De son côté, le député écologiste de Charente-Maritime Benoît Biteau a ciblé les «pesticides», responsables de la disparition de «70 % des cortèges d’insectes» et de «40 % des cortèges d’oiseaux». «On est en train d’hypothéquer complètement l’avenir des générations futures et d’hypothéquer la souveraineté alimentaire, dont tout le monde parle mais dont personne n’a compris les enjeux, au premier rang desquels la ministre de l’Agriculture», fustige l’agriculteur.
Outre Rochefort, la LPO a organisé une vingtaine de cérémonies partout en France, à Paris, Lyon ou Marseille. Mais aussi à Strasbourg, où quelque 200 manifestants ont arboré des masques de courlis ou de renards sur la tête, des panneaux «On ne ressuscite pas une espèce disparue» à la main. A Tours, les militants étaient une quarantaine, avec des pancartes «Pas de nature, pas de futur».

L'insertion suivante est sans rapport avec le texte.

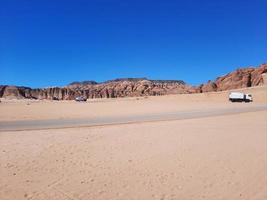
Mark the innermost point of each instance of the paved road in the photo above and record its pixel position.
(68, 123)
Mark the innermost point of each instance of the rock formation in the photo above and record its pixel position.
(130, 87)
(241, 78)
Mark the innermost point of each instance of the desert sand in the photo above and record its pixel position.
(222, 157)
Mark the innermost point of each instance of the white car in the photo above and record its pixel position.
(240, 97)
(80, 98)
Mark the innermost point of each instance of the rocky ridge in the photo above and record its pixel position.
(130, 87)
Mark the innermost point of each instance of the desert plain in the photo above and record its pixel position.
(210, 157)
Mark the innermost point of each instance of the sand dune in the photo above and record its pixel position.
(222, 157)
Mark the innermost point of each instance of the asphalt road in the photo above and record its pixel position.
(101, 121)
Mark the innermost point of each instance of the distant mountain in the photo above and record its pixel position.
(129, 87)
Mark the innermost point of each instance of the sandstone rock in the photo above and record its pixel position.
(131, 87)
(241, 78)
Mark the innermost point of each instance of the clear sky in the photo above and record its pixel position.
(53, 42)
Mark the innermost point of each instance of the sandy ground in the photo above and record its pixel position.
(210, 158)
(223, 157)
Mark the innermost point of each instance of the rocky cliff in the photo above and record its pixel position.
(244, 77)
(241, 78)
(110, 89)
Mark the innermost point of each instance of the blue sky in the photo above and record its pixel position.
(48, 43)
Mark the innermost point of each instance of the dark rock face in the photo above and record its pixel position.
(110, 89)
(241, 78)
(130, 87)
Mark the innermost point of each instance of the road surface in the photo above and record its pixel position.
(101, 121)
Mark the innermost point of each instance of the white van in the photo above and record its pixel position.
(240, 97)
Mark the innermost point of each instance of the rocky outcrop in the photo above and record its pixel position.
(241, 78)
(130, 87)
(110, 89)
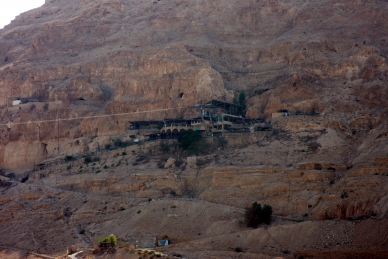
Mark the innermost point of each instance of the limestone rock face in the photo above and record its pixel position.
(82, 58)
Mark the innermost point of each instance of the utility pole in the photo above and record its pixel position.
(58, 131)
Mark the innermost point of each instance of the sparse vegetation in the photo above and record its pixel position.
(222, 142)
(164, 147)
(109, 241)
(256, 215)
(238, 250)
(69, 158)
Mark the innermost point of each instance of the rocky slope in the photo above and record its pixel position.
(325, 176)
(80, 58)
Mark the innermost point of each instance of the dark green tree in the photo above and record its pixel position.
(188, 138)
(256, 215)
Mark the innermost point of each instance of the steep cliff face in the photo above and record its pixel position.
(102, 57)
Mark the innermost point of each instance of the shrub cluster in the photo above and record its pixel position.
(256, 215)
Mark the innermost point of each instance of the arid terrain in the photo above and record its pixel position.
(84, 69)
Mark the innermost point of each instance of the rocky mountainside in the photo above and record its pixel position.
(80, 58)
(326, 176)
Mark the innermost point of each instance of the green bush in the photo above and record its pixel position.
(222, 142)
(89, 159)
(69, 158)
(164, 147)
(188, 138)
(111, 240)
(256, 215)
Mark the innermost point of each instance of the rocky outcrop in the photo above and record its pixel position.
(79, 58)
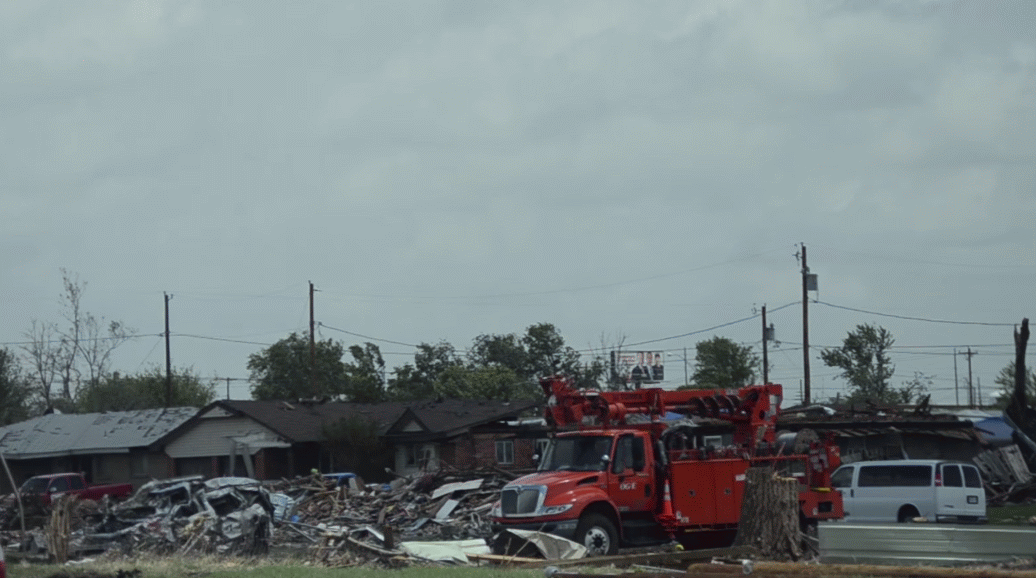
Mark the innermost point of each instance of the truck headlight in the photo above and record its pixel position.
(555, 510)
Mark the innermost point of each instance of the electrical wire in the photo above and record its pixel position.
(916, 318)
(366, 337)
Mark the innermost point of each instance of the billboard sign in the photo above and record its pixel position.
(638, 367)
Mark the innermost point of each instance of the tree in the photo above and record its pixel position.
(866, 367)
(723, 364)
(492, 382)
(418, 381)
(282, 371)
(75, 354)
(1005, 379)
(541, 351)
(500, 350)
(13, 389)
(145, 391)
(365, 377)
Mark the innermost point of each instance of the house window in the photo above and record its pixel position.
(505, 452)
(421, 456)
(138, 464)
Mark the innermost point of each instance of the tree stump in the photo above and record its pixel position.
(59, 527)
(770, 515)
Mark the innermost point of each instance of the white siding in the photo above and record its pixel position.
(211, 437)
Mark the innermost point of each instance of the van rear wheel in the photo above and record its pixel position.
(907, 514)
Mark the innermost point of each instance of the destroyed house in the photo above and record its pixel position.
(464, 434)
(891, 436)
(274, 439)
(108, 448)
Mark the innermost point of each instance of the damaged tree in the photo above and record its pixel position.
(1017, 413)
(770, 515)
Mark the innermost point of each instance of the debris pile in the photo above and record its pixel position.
(336, 520)
(188, 515)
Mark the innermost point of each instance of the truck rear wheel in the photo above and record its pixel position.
(598, 533)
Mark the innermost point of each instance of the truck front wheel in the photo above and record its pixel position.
(598, 533)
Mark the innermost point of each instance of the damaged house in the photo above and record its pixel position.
(891, 435)
(114, 446)
(270, 440)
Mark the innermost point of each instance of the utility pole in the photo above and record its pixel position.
(956, 387)
(971, 387)
(687, 380)
(169, 358)
(805, 329)
(766, 363)
(313, 345)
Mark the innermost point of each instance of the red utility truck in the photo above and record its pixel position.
(619, 471)
(46, 488)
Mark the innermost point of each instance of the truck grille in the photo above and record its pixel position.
(519, 500)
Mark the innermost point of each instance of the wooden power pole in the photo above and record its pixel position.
(805, 329)
(313, 345)
(766, 363)
(169, 358)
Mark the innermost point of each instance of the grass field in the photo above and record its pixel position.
(1011, 514)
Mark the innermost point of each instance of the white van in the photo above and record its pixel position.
(901, 490)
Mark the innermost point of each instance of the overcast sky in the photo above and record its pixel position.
(625, 170)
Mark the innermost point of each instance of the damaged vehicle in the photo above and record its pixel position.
(222, 515)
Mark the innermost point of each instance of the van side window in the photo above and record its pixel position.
(951, 477)
(842, 478)
(904, 475)
(972, 479)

Dans un communiqué, l’association rappelle que les études scientifiques sont sans appel : «L’érosion alarmante de ce patrimoine naturel inestimable met en péril les économies, les moyens de subsistance, la sécurité alimentaire et la santé des populations partout sur Terre.» Pourtant, la France vient d’acter de nouveaux reculs environnementaux d’ampleur, en adoptant la loi d’orientation agricole le 20 février. «En dépénalisant des atteintes graves telles que la destruction d’espèces protégées ou l’arasement de haies champêtres, et en assouplissant les réglementations sur les pesticides, ce texte enfonce un clou supplémentaire dans le cercueil de la biodiversité», fustige la LPO. L’ONG estime qu’il s’agit ainsi «d’une rupture inédite» mettant «brutalement fin à un demi-siècle de progrès continus» en matière de réglementations environnementales en France.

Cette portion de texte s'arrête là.